In earlier times the English version of the four-letter Name was “Jehovah”, but in our translations of the Old Testament, the Name YHVH is usually translated “the LORD”, with capital letters, or sometimes “Yahweh”.

Traditionally, it was a sacred Name, too sacred to take in everyday use, only pronounced once a year by the High Priest on the Day of Atonement. Over the years the Jews forgot how to pronounce it. Today, the Jews often read YHVH as “ha-Shem” which means “the Name”. They also, more intimately, pronounce the Name “adonai”, which means “my Lord”; but pious Jews reserve this for prayer and worship.
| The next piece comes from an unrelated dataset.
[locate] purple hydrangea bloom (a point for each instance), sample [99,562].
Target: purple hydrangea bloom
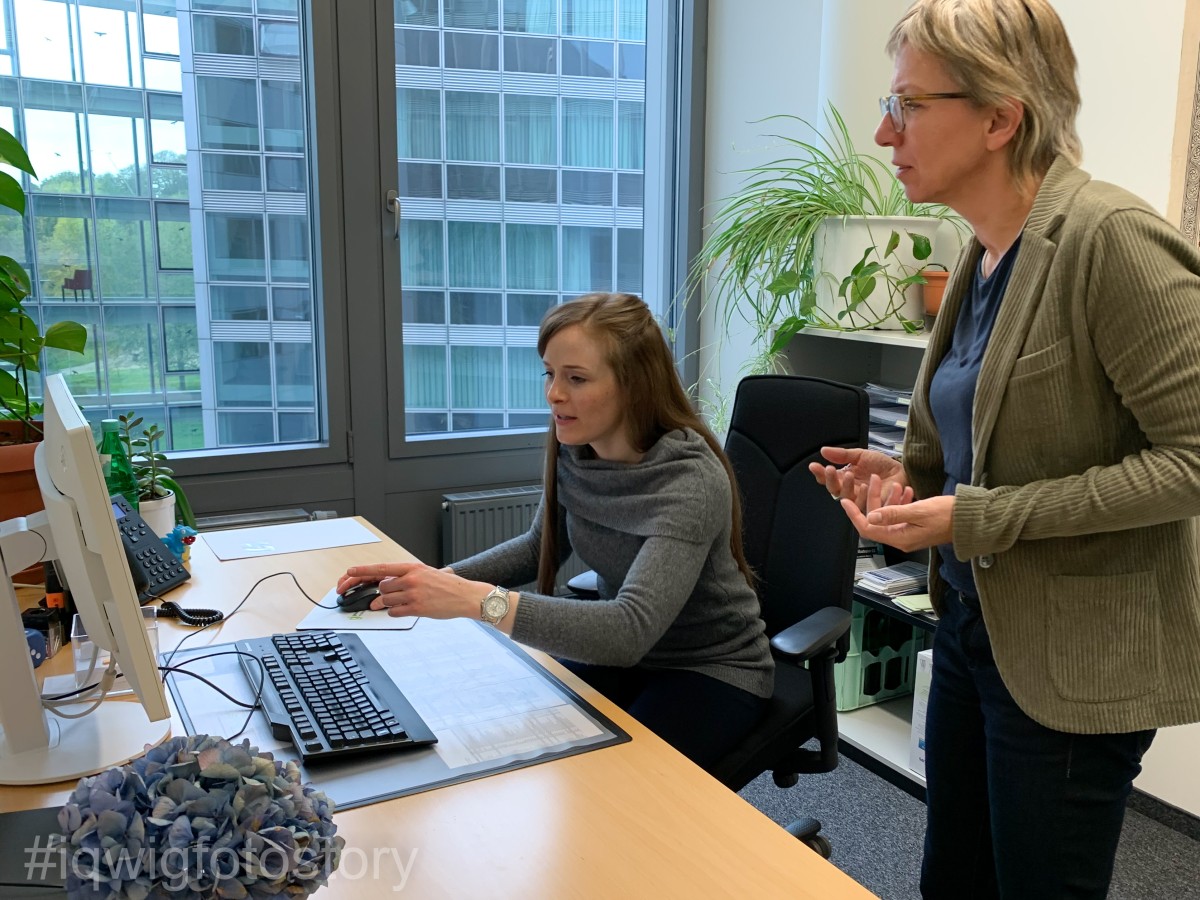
[198,817]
The Name is redolent with the whole history of God and his people Israel. Think of everything Israel went through with God, Egypt, the Desert, Sinai, Canaan; and later, the dramas of the judges, kings and prophets, Elijah at Carmel, invasion by the Assyrians and the Babylonians, the trauma of Exile. We consider the intimacy of Hosea, the majesty of Isaiah, God’s fire in the breathless visions of Nahum, and the wild love confided in the apocalyptic of Daniel. All the tumult of this ongoing love-relationship, with its break-ups and make-ups, is remembered in the Name YHVH.

It is significant that the Song of Songs is the only Old Testament book, apart from Esther, that doesn’t mention the Name of God. It is as if the Song of Songs is what the rest of the Bible is about – a love affair amounting to a marriage between God and his people, secured in Jesus Christ.